As always, the biggest challenge to accomplishing my goals is time. With a family, demanding job, and several volunteer jobs, I barely have enough time to breathe. Plus, I need some time to go to the gym, walk my dogs, spend time with my friends and relatives, read, do yardwork, pursue my other hobbies (computers, tennis), and just enjoy life a little. So, there is just no way to do all these things even if I try to stay disciplined and focused. Being too busy is the only way I know to exist. All my life I have done too much volunteer work for church and various organizations. But if a human is NOT giving back through volunteer efforts, then justifying ones existence is difficult. If you just live for yourself, that is a shallow and hollow existence.

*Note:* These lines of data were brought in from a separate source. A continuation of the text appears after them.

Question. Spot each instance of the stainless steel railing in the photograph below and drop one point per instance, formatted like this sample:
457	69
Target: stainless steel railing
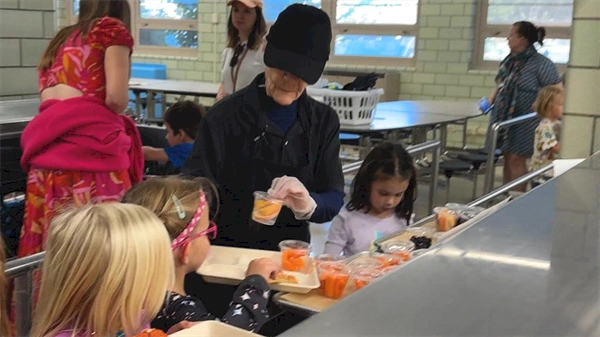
478	202
21	271
434	147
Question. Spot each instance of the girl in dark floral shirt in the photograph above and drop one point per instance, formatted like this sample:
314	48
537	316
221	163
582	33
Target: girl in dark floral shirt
182	206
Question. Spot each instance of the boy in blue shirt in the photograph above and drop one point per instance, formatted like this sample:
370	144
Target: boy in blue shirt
182	121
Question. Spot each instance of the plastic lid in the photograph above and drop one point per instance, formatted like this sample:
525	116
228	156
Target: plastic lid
421	231
330	258
367	273
418	252
365	262
397	246
333	267
265	196
294	244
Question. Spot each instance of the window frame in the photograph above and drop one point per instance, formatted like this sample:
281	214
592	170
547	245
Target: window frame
138	23
483	31
330	6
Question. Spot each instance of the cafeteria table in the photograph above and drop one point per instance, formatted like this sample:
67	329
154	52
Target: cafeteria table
182	88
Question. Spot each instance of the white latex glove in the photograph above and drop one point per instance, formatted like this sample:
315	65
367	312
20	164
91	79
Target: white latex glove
294	195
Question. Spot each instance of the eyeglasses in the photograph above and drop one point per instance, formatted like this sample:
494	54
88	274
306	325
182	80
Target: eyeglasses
236	55
210	232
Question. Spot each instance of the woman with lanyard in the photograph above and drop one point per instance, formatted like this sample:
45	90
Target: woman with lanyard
242	60
521	75
272	136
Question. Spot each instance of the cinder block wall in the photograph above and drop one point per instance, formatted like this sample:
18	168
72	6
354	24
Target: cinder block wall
26	26
443	71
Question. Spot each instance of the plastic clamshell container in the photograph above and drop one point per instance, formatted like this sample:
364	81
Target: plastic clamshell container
398	247
227	265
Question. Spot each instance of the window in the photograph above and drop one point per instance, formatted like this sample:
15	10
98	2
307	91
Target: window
381	32
165	27
497	16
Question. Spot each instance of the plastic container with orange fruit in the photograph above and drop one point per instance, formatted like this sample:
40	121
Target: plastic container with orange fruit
295	256
446	219
266	209
334	277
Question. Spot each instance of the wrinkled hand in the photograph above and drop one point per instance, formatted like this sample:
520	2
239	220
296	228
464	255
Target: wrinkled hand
264	267
181	326
295	196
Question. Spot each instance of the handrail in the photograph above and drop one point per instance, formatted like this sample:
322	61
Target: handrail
494	129
21	270
434	146
505	188
484	199
17	267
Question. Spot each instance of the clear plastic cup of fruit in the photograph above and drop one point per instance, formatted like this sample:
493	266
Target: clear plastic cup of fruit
295	255
266	209
389	269
363	277
399	248
445	218
330	258
334	277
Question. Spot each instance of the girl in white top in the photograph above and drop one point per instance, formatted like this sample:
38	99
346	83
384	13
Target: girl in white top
242	60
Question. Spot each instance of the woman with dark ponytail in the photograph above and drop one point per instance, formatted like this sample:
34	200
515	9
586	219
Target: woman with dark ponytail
521	75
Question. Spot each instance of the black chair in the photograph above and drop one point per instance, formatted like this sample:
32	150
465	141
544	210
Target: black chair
476	161
449	167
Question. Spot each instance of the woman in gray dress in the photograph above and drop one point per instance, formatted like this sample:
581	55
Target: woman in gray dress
521	75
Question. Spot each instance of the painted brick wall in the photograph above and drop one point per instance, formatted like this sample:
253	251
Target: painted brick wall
442	72
26	26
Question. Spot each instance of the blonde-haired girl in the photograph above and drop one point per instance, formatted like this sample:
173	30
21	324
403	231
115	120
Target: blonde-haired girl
182	205
549	106
106	269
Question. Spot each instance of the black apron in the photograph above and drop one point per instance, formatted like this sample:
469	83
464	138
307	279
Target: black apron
268	156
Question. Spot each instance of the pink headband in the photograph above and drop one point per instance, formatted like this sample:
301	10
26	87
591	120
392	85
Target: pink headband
193	222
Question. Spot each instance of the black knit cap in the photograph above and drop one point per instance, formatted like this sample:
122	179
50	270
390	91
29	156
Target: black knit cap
299	42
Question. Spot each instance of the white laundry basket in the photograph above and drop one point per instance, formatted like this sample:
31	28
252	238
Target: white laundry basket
353	107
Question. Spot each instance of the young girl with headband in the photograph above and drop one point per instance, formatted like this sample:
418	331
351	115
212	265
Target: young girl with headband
183	207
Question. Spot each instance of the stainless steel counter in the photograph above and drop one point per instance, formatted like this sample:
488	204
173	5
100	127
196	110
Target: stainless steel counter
530	269
14	116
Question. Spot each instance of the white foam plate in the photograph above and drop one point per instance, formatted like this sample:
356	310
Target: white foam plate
227	265
213	329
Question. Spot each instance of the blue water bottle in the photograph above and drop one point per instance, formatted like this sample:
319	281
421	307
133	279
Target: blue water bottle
484	105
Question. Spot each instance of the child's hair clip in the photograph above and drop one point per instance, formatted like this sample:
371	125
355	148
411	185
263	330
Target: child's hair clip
178	207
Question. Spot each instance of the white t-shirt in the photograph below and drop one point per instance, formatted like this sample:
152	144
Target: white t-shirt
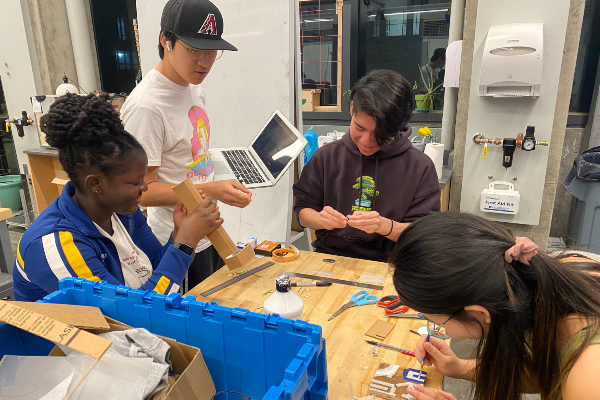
171	123
430	75
135	264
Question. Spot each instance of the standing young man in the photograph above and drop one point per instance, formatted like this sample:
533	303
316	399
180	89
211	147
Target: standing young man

So, I must constantly weigh all these factors and try to prioritize. In my one brief moment on this planet, where can I best focus my limited energy? This is something I think about all the time. Should I devote my life to some very specific local issue, or should I spend the rest of my years working for a global cause, knowing full well that I'll hardly put a dent in my issue and that I may never live to see the fruits of my labor?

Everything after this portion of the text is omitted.